Podar la vid es símbolo de limpieza, crecimiento y fruto. Es necesario extirpar el pámpano muerto para que la sabia fluya en la dirección correcta.
La poda es esencial para eliminar lo que impide la productividad, y es parte del amor del labrador hacia su viña.
Dios es quien nos cuida a través de la unión con Cristo. Pero necesitamos eliminar lo que estorbe nuestro propósito, que es dar frutos. Necesitamos que Él extirpe aquello que nos impide crecer y no nos deja ser moldeados a la imagen de su Hijo.
Y aunque generalmente asociamos la poda al dolor, está absolutamente ligada a la unión: es en nuestra intimidad, amistad y búsqueda del Maestro que somos enseñados y limpiados. Cada encuentro con nuestro Amado es un tiempo de poda, o sea, de producir fruto.
Sigan unidos a mí, como yo sigo unido a ustedes. Una rama no puede dar uvas de sí misma, si no está unida a la vid; de igual manera, ustedes no pueden dar fruto, si no permanecen unidos a mí.
Juan 15: 4 DHH (Énfasis del autor)
La unión es fortaleza, crecimiento y bienestar. Es vida y abundancia, y cuanto más la desarrollamos, menos necesitamos de otros recursos de plenitud.
Unidos a la vid disfrutamos más de la familia, los afectos, el servicio, el trabajo y el estudio.
Unidos a la vid somos quien realmente debemos ser. Alcanzamos propósito y herramientas para cumplir el plan de Dios.
En la cultura hebrea, la vid estaba asociada con la promesa de la tierra fértil y la prosperidad que venía con una relación fructífera con Dios. Podemos estar unidos a otras ramas, a otras especies, buscar en otras fuentes… Pero solo unidos a la vid verdadera alcanzamos vida abundante.
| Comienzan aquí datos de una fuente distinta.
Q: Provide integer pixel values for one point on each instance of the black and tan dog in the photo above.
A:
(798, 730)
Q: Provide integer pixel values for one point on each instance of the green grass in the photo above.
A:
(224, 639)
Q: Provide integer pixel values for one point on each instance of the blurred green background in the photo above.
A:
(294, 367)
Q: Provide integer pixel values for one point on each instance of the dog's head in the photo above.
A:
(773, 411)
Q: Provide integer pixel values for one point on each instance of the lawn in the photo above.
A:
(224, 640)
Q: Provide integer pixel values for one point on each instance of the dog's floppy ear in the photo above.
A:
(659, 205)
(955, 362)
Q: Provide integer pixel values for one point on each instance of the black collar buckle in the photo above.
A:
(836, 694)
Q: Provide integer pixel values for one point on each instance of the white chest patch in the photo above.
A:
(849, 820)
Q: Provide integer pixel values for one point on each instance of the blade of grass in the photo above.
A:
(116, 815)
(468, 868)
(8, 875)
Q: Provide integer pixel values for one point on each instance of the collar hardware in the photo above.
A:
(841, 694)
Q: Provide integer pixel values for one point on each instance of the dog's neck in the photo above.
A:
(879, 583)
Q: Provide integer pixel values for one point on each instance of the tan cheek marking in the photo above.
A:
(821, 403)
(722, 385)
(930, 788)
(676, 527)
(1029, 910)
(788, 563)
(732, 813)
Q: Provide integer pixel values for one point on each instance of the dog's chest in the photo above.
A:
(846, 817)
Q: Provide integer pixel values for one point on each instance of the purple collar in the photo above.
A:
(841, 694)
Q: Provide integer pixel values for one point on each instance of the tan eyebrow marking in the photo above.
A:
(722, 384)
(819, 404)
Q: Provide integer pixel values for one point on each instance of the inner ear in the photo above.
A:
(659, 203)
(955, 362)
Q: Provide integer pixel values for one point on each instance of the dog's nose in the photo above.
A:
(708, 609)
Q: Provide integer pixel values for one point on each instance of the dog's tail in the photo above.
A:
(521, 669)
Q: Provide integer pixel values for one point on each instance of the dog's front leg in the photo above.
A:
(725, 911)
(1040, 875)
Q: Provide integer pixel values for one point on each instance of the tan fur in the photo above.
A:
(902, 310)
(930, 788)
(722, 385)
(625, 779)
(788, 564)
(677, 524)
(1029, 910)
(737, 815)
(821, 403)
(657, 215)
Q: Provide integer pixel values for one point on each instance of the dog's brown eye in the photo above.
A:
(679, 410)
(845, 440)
De modo que, si hoy entendés o descubrís que estás unido/a a otras vides, es importante que vuelvas a la Vid Verdadera.
Así como los sarmientos deben permanecer conectados a la vid para obtener vida y nosotros debemos mantener una comunión constante con Jesús para alimentar a otras ramas, somos así también responsables de los frutos que ya dimos o los que debemos dar. Esa es la esencia necesaria para nuestro crecimiento y fructificación.
Hoy busquemos renovar nuestra unión con Jesús, renovar nuestra comunión con nuestros hermanos y estar dispuestos a ser limpiados, renovados y hermoseados por el Espíritu Santo.